How English literature shapes student outlook

Wyatt Waters, Opinion Editor

It’s a sensation that everyone knows: as the final words of the novel pass under your eyes, an anxious energy swells, dredging up a million thoughts and emotions. Closing the cover of the book, those words continue to glimmer in your mind, and slowly a vague understanding begins to sprout. Such is the stimulating effect of the literature taught in Liberty’s classrooms, for it plants and nurtures the seed of insight into the flower of understanding.
Like a spotlight in a pitch black room, Liberty’s English Literature books reveal the nature, detail, and significance of essential human questions that find answers nowhere else. Between these works a breadth of topics unfurl, including revenge, objective versus subjective reality, and perceiving others with compassionate understanding. A truly inclusive art, literature speaks to a common humanity found in any person.

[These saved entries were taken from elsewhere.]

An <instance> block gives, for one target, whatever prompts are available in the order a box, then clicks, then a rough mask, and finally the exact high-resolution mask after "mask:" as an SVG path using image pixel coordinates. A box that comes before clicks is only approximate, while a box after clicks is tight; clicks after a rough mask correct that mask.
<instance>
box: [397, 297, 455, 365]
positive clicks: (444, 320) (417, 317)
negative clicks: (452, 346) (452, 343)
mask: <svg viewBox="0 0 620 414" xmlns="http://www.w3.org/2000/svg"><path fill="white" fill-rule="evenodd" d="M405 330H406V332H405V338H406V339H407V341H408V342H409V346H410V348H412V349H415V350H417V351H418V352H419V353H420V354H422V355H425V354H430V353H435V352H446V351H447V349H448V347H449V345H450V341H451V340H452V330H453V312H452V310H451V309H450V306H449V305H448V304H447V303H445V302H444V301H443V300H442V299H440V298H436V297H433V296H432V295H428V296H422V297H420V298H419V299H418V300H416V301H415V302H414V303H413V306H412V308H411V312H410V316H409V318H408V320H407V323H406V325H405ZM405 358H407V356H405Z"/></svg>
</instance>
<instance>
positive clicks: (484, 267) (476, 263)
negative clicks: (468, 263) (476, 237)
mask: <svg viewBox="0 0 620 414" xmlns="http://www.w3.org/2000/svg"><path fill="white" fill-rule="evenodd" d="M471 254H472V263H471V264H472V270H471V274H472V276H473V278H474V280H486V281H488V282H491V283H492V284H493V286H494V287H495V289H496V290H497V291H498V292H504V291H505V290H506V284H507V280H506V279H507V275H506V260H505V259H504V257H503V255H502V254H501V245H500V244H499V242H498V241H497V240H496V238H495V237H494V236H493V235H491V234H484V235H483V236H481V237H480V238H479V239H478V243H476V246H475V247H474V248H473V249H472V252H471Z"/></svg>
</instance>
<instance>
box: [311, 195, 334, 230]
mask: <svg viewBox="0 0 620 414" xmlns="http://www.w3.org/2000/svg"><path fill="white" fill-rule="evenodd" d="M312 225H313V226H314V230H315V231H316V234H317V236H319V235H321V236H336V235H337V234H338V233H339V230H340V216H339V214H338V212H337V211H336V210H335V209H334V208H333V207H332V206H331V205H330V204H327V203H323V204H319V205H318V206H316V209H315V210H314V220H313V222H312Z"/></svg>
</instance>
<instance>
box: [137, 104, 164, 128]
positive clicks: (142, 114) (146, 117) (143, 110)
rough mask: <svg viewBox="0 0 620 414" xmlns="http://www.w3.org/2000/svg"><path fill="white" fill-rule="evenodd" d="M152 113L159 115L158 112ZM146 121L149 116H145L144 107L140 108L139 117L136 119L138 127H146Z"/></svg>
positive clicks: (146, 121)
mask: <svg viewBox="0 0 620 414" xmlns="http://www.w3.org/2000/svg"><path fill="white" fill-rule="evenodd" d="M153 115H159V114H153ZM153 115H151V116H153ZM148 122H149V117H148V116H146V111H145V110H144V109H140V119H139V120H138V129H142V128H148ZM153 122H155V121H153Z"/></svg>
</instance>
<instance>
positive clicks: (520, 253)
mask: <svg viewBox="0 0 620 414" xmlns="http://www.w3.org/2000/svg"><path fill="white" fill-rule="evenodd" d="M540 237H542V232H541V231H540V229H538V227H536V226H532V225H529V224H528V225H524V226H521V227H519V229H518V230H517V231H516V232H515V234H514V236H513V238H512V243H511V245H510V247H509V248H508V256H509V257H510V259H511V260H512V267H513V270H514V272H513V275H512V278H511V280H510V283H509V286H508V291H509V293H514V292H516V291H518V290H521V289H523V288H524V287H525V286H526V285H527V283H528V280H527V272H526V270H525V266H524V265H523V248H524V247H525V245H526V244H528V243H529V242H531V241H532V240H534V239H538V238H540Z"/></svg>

As useful as other subjects such as math and science are, there is no equation for morality, nor formula for the right emotion in a situation. Striving towards understanding complexity, works such as 1984 and the Adventures of Huckleberry Finn enable each reader to question, qualify, and decide their own conclusions on the issue, something offered no where else.
The prominent cultural aspects of today, such as social media, challenge and expand the minds of students comparatively far less, yet enjoy far more attention time. Thus, more than ever, it is crucial that student’s English classes, and the literature they teach, empower students to ponder questions that reach far beyond their comparatively small world.
While social media certainly reveals something about human nature, literature alone holds the power to hold the mirror up to mankind, forcing readers to reconsider and reshape their perspective of the world.